El único punto habilitado en dónde se estuvo aplicando esta vacuna de refuerzo de la farmacéutica AstraZeneca fue Outlet Mulza que, si bien por momentos tenía una fila de más de 20 personas, los trabajadores del sector salud tardaban en inmunizarse aproximadamente de 15 a 25 minutos, pues fluían de buena manera.
El proceso fue sumamente ágil y mucho mejor que cuando algunos tuvieron que batallar y viajar hasta otras ciudades como Irapuato para conseguir su segunda dosis, tal como le pasó a Andrea Rodríguez, quien recordó que conseguir completar su esquema de Pfizer si fue mucho más complicado y ahora se siente mucho más tranquila y hasta privilegiada de poder contar con 3 vacunas contra esta enfermedad.

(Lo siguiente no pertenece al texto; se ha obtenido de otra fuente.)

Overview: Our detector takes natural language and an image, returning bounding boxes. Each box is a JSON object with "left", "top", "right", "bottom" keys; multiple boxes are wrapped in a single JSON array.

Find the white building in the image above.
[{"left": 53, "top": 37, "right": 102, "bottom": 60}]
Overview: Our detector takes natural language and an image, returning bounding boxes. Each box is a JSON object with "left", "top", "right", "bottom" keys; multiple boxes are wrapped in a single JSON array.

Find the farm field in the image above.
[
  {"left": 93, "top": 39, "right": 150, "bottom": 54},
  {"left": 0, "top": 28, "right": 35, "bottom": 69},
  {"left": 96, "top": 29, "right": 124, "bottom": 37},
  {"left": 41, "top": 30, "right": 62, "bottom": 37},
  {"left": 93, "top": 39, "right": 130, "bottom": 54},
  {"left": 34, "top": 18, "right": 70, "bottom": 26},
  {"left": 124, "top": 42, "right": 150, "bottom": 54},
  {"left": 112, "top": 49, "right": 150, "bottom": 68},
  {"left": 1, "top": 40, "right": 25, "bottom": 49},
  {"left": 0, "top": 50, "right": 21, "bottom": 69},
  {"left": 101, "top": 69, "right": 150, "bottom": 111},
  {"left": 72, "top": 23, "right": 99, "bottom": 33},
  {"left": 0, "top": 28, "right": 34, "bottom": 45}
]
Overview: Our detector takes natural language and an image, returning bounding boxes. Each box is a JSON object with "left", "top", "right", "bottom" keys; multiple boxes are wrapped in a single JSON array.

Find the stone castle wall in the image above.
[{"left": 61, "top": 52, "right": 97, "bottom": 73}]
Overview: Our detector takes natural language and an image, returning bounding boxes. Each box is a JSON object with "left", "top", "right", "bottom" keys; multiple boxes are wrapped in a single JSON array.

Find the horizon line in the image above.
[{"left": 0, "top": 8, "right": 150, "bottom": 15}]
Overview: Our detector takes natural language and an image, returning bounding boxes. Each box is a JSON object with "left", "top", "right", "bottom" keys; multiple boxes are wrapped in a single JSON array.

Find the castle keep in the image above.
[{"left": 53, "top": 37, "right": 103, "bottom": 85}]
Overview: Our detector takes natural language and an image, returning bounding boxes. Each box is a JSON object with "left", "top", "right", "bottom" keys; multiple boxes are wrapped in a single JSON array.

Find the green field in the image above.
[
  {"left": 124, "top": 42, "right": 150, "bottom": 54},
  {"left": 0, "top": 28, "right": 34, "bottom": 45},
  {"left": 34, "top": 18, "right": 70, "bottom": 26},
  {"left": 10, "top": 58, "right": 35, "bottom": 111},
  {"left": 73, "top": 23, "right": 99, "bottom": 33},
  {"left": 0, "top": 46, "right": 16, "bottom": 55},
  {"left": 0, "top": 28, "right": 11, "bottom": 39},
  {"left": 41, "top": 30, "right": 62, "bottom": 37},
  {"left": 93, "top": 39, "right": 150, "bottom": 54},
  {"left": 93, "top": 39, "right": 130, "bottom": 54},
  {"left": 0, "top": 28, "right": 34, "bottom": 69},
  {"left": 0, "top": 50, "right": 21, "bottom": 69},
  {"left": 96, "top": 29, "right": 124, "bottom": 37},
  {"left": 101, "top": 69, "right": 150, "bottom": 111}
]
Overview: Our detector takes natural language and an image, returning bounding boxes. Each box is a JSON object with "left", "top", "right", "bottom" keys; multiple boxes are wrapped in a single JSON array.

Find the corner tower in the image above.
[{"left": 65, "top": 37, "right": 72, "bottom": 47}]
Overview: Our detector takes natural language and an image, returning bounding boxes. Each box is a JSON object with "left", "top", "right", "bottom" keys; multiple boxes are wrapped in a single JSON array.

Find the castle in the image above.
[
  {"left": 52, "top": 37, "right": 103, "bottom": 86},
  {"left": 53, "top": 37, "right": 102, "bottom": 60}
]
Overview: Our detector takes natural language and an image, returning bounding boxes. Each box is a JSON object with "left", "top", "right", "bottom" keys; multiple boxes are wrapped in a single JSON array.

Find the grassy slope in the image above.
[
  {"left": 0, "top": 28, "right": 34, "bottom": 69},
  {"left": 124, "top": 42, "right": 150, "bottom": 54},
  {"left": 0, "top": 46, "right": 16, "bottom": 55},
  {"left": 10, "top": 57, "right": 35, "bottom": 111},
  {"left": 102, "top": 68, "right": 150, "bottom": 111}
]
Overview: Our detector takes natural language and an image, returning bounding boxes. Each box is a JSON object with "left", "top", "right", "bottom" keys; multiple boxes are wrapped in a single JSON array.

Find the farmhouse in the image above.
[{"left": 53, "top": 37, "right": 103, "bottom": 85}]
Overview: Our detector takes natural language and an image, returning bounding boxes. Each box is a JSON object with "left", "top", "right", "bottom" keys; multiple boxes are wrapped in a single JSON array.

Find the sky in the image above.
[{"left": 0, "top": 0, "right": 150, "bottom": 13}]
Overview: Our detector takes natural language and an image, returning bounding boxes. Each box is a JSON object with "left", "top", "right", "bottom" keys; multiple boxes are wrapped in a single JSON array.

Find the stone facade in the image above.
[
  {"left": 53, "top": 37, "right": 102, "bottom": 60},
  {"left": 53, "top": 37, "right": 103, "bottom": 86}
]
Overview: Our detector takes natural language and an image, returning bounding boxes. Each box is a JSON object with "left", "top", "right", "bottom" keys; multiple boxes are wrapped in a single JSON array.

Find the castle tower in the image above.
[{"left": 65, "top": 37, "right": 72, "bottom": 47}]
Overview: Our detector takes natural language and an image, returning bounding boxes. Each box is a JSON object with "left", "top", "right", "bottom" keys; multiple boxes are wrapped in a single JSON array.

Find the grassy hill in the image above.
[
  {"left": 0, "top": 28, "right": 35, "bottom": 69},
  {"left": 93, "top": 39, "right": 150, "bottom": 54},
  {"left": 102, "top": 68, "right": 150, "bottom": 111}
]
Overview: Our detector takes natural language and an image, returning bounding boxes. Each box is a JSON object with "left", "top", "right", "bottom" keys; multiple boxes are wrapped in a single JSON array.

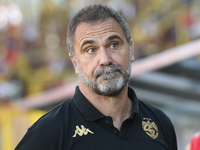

Ella estuvo acompañada de sus dos compañeras de trabajo, Claudia Espinoza y Alejandra, quienes laboran en una clínica dermatológica y está en contacto con diversas personas.
Relataron que no han bajado la guardia y están en contacto con todo tipo de personas, por lo que el cuidado y los protocolos como el uso correcto de cubrebocas, caretas, desinfección y sanitización de las diversas áreas con cada clientes es algo que hasta el día de hoy se sigue llevando a cabo.
“Estar protegidos ya es algo bueno pero no es sinónimo de bajar la guardia”, señaló Alejandra.
Sobre el nuevo repunte que se vive de coronavirus, consideraron que es por las personas que no se cuidan, “piensan que es normal, ven semáforo verde y piensan que ya todo es normal, que todo está bien y no debería ser así”.
A pesar de estar vacunados, hicieron un llamado a la ciudadanía a seguir cuidándose, incluso si ya fueron inmunizados por tercera vez.
De acuerdo con la información de la Secretaría de Salud al cierre de esta edición, ayer era el único día para que las personas de hospitales y clínicas privadas pudieran vacunarse contra coronavirus con su tercera dosis de refuerzo.
Esto debido a que desde el viernes se estuvo vacunando a personas de la Secretaría de Salud Pública.
Este diario estuvo presente en este punto de vacunación de Outlet Mulza y pudo observar cómo continuaban con la aplicación de las dosis de refuerzo también para grupos vulnerables como los adultos mayores de 60 años.